To achieve what you're asking for, do something like this:
1) When the user clicks the submit button, do a form post to a script on your site, e.g
<form method=post action=home.php>
Enter data: <input type=text name=data>
<input type=submit value=Submit />
</form>
2) When the user clicks the submit button, you could get the data he posted in $_POST, e.g $_POST['data']. Save this to a mysql database. You should give the user a unique user ID. Each row in your table should have these fields:
dataId (int,primary, auto_increment)
userID (int)
name (varchar 255)
age (int)
etc...
Then you should have a different table for users, called a user table. Each user who visits the website should have a unique userId. You can store this userId in $_SESSION, I recommend you read about session handling.

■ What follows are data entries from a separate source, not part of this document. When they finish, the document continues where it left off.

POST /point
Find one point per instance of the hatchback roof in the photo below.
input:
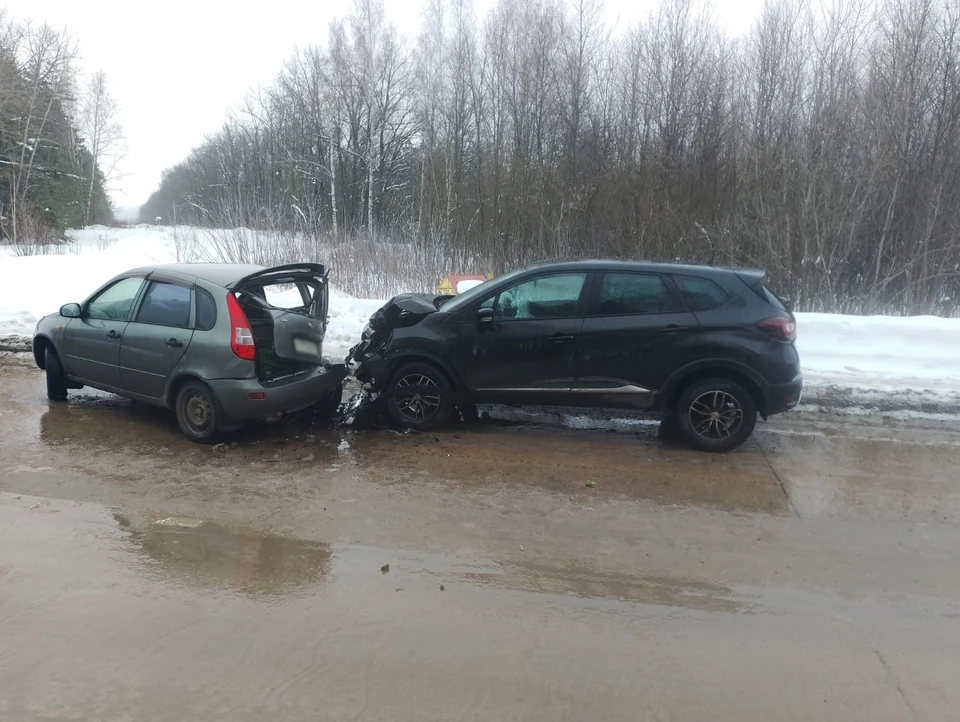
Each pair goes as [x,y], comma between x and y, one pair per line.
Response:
[222,274]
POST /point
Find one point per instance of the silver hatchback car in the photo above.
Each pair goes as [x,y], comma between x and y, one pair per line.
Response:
[219,344]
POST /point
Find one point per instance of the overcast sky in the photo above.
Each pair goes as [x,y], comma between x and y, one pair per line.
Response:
[175,67]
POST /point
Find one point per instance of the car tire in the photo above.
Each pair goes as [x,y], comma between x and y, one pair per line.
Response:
[197,412]
[56,378]
[716,415]
[420,397]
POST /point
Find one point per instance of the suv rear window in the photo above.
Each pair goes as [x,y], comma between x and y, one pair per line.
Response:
[774,299]
[633,294]
[701,294]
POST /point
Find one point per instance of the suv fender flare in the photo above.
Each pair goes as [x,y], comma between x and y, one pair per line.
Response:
[704,368]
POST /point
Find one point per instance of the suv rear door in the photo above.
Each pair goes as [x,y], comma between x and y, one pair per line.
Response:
[296,297]
[157,337]
[632,339]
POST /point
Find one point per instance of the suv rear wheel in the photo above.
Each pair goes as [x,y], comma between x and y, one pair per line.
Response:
[420,397]
[197,414]
[716,414]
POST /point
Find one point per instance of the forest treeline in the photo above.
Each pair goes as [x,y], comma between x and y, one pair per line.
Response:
[52,175]
[822,145]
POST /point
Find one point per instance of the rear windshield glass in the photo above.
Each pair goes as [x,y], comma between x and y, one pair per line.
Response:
[773,299]
[701,294]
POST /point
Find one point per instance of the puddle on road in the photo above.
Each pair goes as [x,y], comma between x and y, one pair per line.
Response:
[202,554]
[204,557]
[804,466]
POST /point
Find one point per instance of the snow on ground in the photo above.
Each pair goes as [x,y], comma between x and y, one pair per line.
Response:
[873,361]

Then whenever the user submits his form, you add a new row to your data table with his info, and the userId field with the given user's id.

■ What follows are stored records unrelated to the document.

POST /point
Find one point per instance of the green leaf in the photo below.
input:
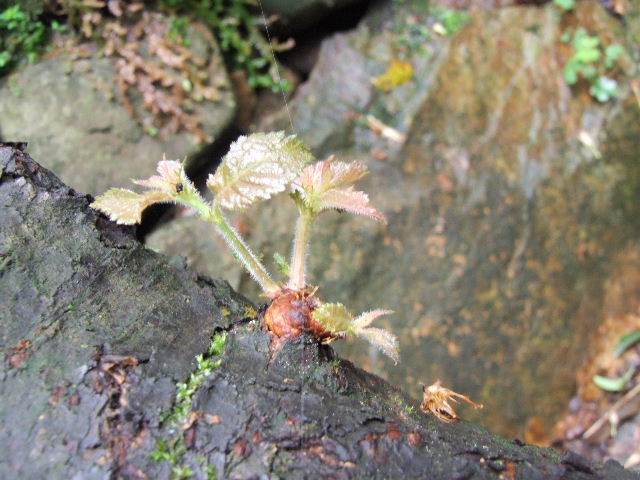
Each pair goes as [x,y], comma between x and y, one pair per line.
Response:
[334,317]
[604,89]
[612,53]
[565,4]
[327,185]
[626,342]
[614,384]
[256,167]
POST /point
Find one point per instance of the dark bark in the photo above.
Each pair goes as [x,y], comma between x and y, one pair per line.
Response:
[97,332]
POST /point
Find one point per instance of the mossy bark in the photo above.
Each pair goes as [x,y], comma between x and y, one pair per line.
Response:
[98,333]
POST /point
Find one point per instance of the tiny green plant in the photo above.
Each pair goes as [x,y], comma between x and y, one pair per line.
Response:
[593,63]
[566,5]
[255,168]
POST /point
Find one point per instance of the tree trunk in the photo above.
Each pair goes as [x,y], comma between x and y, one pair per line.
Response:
[100,377]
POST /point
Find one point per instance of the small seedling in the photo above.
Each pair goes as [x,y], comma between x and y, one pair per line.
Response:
[255,168]
[593,63]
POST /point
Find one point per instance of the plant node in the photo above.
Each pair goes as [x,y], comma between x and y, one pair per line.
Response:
[291,314]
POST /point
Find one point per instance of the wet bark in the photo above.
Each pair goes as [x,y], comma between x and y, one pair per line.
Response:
[99,334]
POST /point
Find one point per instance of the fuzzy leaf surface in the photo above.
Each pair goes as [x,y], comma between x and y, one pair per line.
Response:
[327,185]
[256,167]
[334,317]
[337,319]
[383,340]
[125,207]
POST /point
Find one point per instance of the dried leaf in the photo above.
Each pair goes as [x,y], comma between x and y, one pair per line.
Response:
[171,175]
[436,401]
[125,207]
[326,185]
[256,167]
[626,342]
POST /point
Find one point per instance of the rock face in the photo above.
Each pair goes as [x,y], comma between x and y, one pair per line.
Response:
[97,331]
[70,112]
[501,217]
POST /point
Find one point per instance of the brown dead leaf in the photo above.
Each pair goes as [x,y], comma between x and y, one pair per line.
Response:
[436,402]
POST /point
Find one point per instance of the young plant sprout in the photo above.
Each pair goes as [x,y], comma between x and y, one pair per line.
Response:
[255,168]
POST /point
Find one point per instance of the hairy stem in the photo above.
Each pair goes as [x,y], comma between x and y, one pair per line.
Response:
[300,246]
[242,250]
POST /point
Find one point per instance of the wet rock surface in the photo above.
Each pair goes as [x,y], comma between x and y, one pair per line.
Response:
[71,112]
[501,219]
[97,331]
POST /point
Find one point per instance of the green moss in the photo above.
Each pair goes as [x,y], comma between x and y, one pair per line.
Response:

3) When the user clicks 'next' to see the data, you would do something like this:
$userId = $_SESSION['userId'];
$sql = "SELECT * FROM data WHERE userId='$userId'";
$result = mysql_query($sql) or die(mysql_error());
$history = array();
while ($row = mysql_fetch_assoc($result))
{
$history[] = $row;
}
4) Then simply loop through the $rows using foreach and display the history.